The skeleton is about 30% complete, but Lyson said the bones are in good condition.
“We know we have an articulated leg with the hip bones, we have some tail vertebrae and I think quite a bit of the skull. We hope there’s a lot more of the skeleton in the rock, but it’s weird that we have no ribs, no arms, not many vertebrae – that could very well be the case. There may be more of it where this came from,” he said, adding that he is making plans to go back to the Hell Creek Formation and excavate more.
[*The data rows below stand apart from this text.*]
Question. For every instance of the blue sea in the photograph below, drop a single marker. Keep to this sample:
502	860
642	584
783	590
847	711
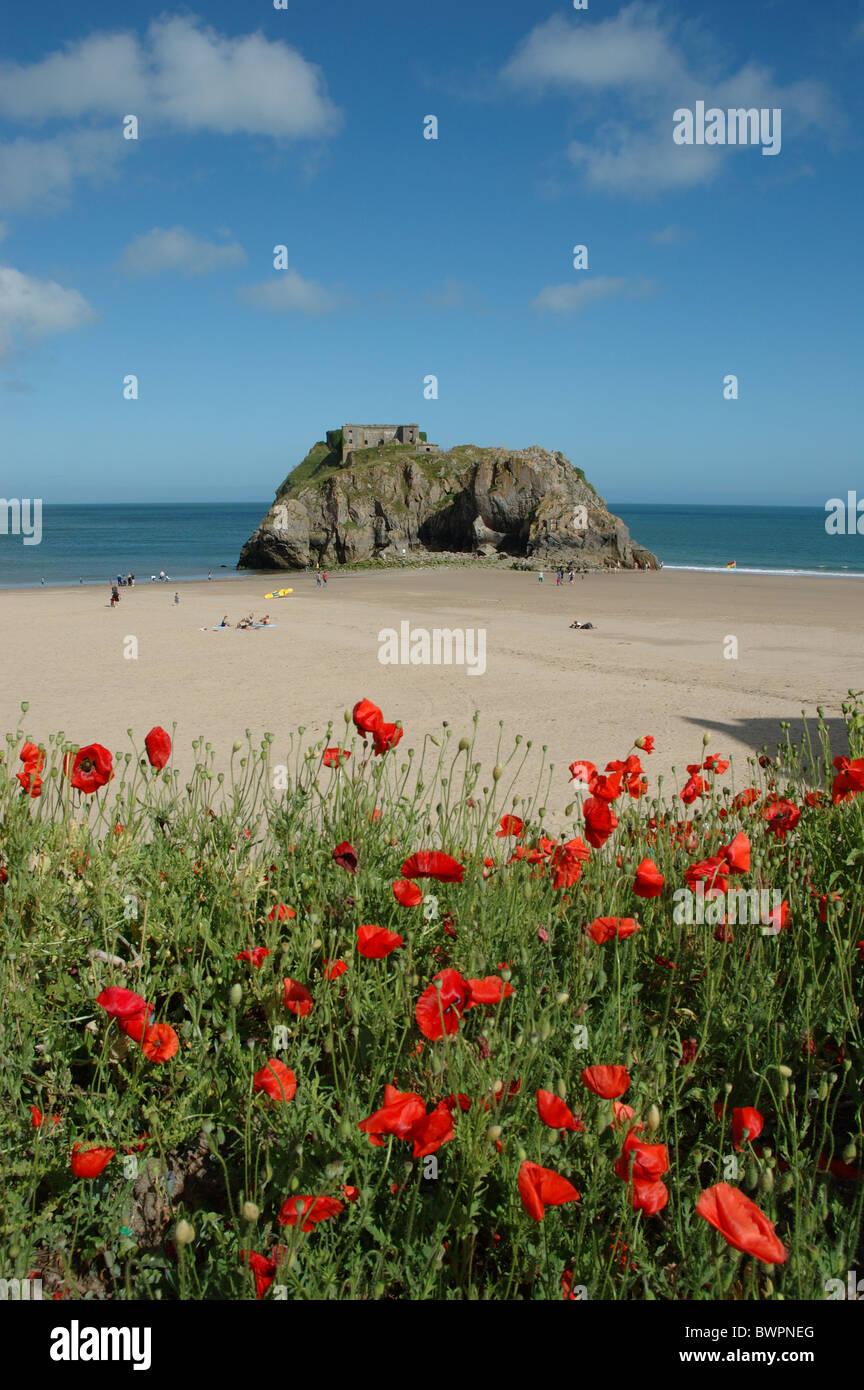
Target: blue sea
192	540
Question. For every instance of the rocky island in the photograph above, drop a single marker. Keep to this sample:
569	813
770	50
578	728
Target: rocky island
384	492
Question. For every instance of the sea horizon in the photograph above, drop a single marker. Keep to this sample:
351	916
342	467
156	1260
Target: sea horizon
92	544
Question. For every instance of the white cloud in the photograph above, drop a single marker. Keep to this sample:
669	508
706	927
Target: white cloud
288	292
32	309
43	171
636	66
572	299
174	248
182	74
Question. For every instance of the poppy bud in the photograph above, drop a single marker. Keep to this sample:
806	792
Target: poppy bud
184	1233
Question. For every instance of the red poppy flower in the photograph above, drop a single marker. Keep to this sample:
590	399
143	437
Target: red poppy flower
89	769
491	990
695	787
254	957
446	1004
406	893
748	1119
510	826
603	929
848	783
159	747
346	856
277	1080
741	1223
566	863
599	822
122	1004
782	816
709	872
607	1082
160	1043
263	1268
309	1211
385	737
297	998
649	880
431	1130
604	788
716	765
400	1111
556	1114
541	1187
89	1162
367	716
432	863
136	1025
582	772
34	762
736	854
641	1161
375	943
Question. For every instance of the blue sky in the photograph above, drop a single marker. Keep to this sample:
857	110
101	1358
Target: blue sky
409	257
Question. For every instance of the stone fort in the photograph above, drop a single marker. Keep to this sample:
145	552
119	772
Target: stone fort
370	437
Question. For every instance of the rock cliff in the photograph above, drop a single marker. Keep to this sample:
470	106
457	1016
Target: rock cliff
382	502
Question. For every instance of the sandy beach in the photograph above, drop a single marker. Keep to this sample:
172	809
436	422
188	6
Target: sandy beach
653	665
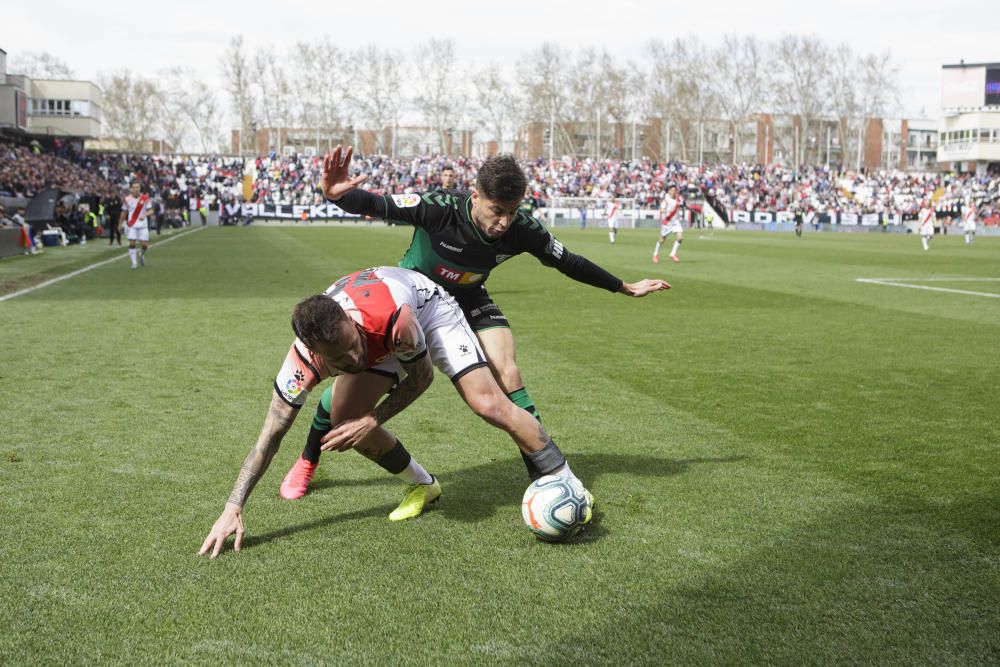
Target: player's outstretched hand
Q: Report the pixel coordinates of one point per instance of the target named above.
(229, 522)
(337, 181)
(348, 434)
(644, 287)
Juvenile dinosaur fossils are rare because they are smaller and therefore harder to find, and more amenable to consumption after death because of their softer bones, Lyson said. Once the researchers isolate a bone, they can carefully analyze it and gain more information about the fossil, perhaps confirming whether it is a juvenile T. rex or something else.
That distinction is currently a hotly debated topic in paleontology, and a paper published this year argued that some of the few juvenile T. rex skeletons found could belong to a separate species called Nanotyrannus.
“That’s been a hotly contested debate, the Nanotyrannus versus Tyrannosaurus Rex,” Lyson said. “I still think ours is a juvenile because it’s too big to be a Nanotyrannus. There are other things that indicate it is also a juvenile, in terms of skeletal maturity. This copy will undoubtedly weigh heavily on that debate. It will be a new data point on which people can base their arguments, and that is important.”
Once the bone studies are completed, Lyson will work on a scientific study outlining the discovery, which he plans to publish within the next few years.
Nick Longrich, a paleontologist and evolutionary biologist at the University of Bath in the United Kingdom and one of the authors of the Nanotyrannus paper, said confirming a find of a young T. rex would be extraordinary. “Tyrannosaurus is not common and young dinosaurs are incredibly rare, so young T. rex are the rarest of the rare,” he said.
“For that reason I am sceptical. So far, almost all ‘juvenile T. rex’ are adults of its smaller cousin, Nanotyrannus. Since I don’t know anything else about it, I would be inclined to assume that they have,” Longrich added. “But if they finally get a good skeleton of a little T. rex, that would be pretty remarkable, and amazing to see – it’s kind of the holy grail of Hell Creek dinosaur fossils. But sooner or later a good skeleton of a young T. rex will turn up. I am curious about the newspaper.”